Subtle changes matter for your horse. Cross-training might be as simple as changing arenas for fields and working on different surfaces a few times a week. The changes in footing encourage your horse to move differently, stretching out new muscles, as well as easing old tensions building up from hard or soft footing in your usual riding space. This can also increase responses in nerve endings, giving your horse more value out of his workout.

Fun cross-training exercises. To sharpen up your horse’s skills, and to add some fun and variety to your workouts, try some of these cross-training exercises:

1. Work with ground poles. There are many ways to use ground poles to spice up your training routine. Random poles located throughout the arena are the easiest, simply requiring your horse to pay a little more attention to where he puts his feet. This is especially useful for cantering. Create a simple box with four poles and ride through in various patterns, like a cloverleaf, that encourage your horse to bend while thinking about his footing at the same time. Or create a chute with some 90-degree angles and use a combination of bending and backing to create some mind games for your horse to solve.

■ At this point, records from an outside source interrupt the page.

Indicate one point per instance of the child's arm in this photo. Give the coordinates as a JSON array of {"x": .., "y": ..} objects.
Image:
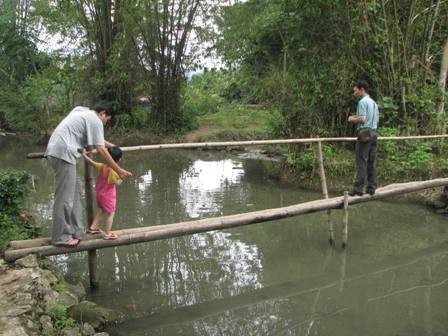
[{"x": 88, "y": 159}]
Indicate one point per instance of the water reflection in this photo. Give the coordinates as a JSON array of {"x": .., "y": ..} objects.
[{"x": 204, "y": 183}]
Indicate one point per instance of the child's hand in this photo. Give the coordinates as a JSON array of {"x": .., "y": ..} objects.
[{"x": 84, "y": 152}]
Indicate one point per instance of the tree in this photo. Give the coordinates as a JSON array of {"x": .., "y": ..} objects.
[{"x": 163, "y": 30}]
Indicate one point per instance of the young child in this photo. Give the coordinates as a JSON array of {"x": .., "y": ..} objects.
[{"x": 106, "y": 195}]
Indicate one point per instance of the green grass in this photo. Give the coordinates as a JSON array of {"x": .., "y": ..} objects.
[{"x": 239, "y": 122}]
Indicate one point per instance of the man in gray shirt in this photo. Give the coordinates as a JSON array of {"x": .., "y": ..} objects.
[{"x": 82, "y": 127}]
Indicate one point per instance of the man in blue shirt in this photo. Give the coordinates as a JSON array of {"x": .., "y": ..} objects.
[{"x": 366, "y": 118}]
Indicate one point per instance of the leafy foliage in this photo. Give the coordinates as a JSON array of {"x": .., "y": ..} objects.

2. Learn something new. Grab a new saddle and try a new discipline! Change up the routine and let your horse learn to use different muscles with a gentle ride in different frame. Go easy on your horse, especially if you’re changing to heavier tack, and concentrate on letting him move freely and confidently with the change in balance.

3. Play on the ground. There’s always room for more ground manners, especially in horses who have been building muscle. Peak fitness usually results in some sassy behavior from horses, who previously might have been meek and quiet! Get on the ground for some good-manners games and conduct a training session which will pay off both in the barn and in the arena. Trainer Raye Lochert has some excellent tips at InfoHorse on ways to move your horse’s body from the ground, putting you in control.

Of course, cross-training your horse might be as simple as taking a weekly trail ride. Remember that your horse, like you, needs to decompress. It’s not just valuable for your horse’s mental health, but also for his physical health. Enjoy your time with your horse, and forget the winter blues!